Wenn Michael Schumacher in zwei Wochen das Rennen von Magny Cours in Frankreich gewinnt, dann kann er zum fünften Mal Weltmeister werden. Aber: Ganz sicher ist der Champion nicht, dass es dort schon klappt: „Natürlich bin ich einerseits zuversichtlich. Mit dem Auto und dem Paket, das wir haben, kann ich das ja auch sein. Andererseits ist Magny Cours eine sehr spezielle Strecke, vor allem, was die Reifen angeht“, meint Schumacher. Seine Prophezeiung: „Es wird bestimmt enger werden in Magny Cours, vor allem, wenn es sehr heiß wird. Wir haben sicher die Chance, zu gewinnen. Aber abwarten – erst müssen wir es mal schaffen."

Steckt da vielleicht zu wenig Ehrgeiz dahinter? Nein. Vielleicht bloß der Wunsch, lieber in Deutschland Weltmeister zu werden: „Es wäre doch viel schöner, wenn wir es in Hockenheim hinter uns bringen würden“, hat er noch am Montag gesagt.

Egal, wo es nun um den Titel gehen wird – sein Ferrari zumindest wird Schumacher nicht im Stich lassen, der hat sich als bestechend zuverlässig erwiesen: seit Hockenheim 2001 kein einziger Ausfall mehr. Auch in diesem Jahr hat der Wagen von bisher insgesamt 651 zu fahrenden Rennrunden alle 651 auch absolvieren können. Und dann stand Schumacher am Ende auch noch jedes Mal auf dem Podest: siebenmal als Erster, zweimal als Zweiter und einmal als Dritter.

Dass er in Silverstone allein wegen seiner Reifen so leicht gewonnen habe, hat Schumacher mittlerweile zurückgewiesen – und im Übrigen sei der Reifenvorteil ja auch nicht vom Himmel gefallen: „Dafür haben wir mit Bridgestone zusammen sehr hart gearbeitet.“ Der Intermediate – ein Zwitter von Regen- und Trockenreifen – gilt auch bei der Konkurrenz als absolutes Wunderding. „Der geht einfach immer perfekt, ob bei viel Wasser oder bei schon fast trockener Strecke“, hat etwa der Schweizer Ex-GP-Pilot Marc Surer festgestellt.

Vor allem die Experten von Michelin müssen sich also jetzt die Frage stellen lassen, warum es ihnen in ihrem zweiten Formel-1-Jahr noch immer nicht gelungen ist, konkurrenzfähige Intermediates und auch gute Regenreifen zu produzieren. „Michelins Intermediates gehen überhaupt nicht, die Regenreifen nur in einem ganz schmalen Fenster von Temperatur und Regenmenge,“ urteilt McLaren-Testpilot Alexander Wurz. Wo das Problem genau liegt – man weiß es bei Michelin wohl selbst nicht.
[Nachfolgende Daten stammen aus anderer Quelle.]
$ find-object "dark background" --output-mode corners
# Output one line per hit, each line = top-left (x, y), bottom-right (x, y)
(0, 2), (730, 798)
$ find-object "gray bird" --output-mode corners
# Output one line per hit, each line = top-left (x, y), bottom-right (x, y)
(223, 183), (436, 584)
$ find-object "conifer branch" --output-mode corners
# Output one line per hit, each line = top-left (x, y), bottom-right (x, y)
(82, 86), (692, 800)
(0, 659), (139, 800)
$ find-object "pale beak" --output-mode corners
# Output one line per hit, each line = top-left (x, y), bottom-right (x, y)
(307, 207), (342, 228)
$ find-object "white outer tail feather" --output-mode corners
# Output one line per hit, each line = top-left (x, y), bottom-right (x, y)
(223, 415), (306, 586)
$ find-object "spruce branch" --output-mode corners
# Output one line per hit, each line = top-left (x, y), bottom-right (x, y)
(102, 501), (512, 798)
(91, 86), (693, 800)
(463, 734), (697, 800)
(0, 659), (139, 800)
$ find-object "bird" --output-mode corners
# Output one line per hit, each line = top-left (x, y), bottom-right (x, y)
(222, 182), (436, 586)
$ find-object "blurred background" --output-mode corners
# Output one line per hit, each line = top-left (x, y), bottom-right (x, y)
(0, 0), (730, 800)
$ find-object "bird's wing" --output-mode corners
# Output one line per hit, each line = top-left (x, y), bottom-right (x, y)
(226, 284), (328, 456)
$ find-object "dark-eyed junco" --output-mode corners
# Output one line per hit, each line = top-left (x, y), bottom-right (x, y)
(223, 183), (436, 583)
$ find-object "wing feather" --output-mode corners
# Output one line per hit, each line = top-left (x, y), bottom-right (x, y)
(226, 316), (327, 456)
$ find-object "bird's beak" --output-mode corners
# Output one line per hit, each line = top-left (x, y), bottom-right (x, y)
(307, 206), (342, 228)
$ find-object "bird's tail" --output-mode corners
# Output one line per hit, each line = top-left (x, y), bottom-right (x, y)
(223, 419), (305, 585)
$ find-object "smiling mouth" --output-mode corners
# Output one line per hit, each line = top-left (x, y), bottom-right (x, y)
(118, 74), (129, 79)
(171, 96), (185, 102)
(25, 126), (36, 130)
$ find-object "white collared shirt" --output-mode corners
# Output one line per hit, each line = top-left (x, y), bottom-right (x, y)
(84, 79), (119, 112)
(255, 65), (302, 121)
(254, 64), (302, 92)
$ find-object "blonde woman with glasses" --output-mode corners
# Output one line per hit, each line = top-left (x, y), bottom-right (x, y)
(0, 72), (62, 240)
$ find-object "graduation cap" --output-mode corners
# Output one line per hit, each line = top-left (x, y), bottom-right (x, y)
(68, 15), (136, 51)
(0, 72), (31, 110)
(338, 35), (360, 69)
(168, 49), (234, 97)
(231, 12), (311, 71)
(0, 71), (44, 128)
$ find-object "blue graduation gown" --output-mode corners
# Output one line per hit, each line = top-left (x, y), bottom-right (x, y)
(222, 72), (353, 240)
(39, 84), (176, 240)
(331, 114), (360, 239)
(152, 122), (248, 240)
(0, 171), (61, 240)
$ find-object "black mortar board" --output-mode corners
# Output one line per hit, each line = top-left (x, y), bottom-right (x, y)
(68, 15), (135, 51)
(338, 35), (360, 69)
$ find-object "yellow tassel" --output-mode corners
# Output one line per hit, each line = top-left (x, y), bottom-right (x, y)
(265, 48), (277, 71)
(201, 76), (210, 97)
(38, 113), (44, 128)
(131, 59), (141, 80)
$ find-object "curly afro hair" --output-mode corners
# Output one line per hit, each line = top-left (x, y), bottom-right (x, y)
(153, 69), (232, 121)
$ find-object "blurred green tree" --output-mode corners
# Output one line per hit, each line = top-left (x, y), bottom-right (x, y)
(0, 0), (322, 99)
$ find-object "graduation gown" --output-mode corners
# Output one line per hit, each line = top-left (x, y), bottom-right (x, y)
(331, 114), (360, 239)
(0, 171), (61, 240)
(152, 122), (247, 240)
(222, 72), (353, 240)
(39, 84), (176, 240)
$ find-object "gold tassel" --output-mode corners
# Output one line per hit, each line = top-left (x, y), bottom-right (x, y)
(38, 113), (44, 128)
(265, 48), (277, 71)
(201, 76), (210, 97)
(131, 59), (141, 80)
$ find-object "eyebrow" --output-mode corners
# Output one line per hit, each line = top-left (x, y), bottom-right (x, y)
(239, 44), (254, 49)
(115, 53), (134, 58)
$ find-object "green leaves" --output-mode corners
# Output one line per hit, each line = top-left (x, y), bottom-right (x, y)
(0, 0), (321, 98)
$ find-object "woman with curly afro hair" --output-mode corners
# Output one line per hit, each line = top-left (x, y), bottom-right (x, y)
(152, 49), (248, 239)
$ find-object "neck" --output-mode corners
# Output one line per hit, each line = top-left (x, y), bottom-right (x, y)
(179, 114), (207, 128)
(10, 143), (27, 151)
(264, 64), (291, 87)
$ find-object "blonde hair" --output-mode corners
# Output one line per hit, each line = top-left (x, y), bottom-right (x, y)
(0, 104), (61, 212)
Experten sagen: wohl eher bei der Reifenmischung als im Konstruktionsprinzip . „Mischungen sind eine unheimlich komplizierte Sache“, meint Alexander Wurz, der als der Technikkenner unter den Formel-1-Fahrern bekannt ist. „Da kommt es nicht nur auf die Anteile der Substanzen in der Gesamtmischung an, sondern manchmal sogar auf deren Herkunft. Schwefel, der in Südafrika abgebaut wurde, kann in Reifen ganz anders wirken als der aus Europa und den USA.“

Die Teams, allen voran natürlich BMW-Williams, aber auch McLaren-Mercedes, hoffen jetzt darauf, dass bei den kommenden Rennen in Magny Cours, Hockenheim und Ungarn wirklich Sommerwetter herrscht – Michelin-Wetter eben. Und noch eine Sorge plagt BMW-Motorsportdirektor Gerhard Berger: Schon wieder hatte am Sonntag eine defekte Tankanlage seinen Fahrer Ralf Schumacher um wichtige Punkte gebracht. „So kann das nicht weitergehen. Es wird Zeit, dass sich die FIA einmal damit beschäftigt,“ fordert Berger nachdrücklich. Denn es war die FIA, die die immer wieder beanstandete Anlage in Auftrag gegeben – und festgelegt hatte, dass die Teams daran keinerlei Veränderungen vornehmen dürfen. In den vergangenen Rennen hatten neben Williams und McLaren auch Sauber und Arrows Schwierigkeiten damit.

Schon merkwürdig: Nur bei Ferrari scheint die Anlage immer anstandslos zu funktionieren.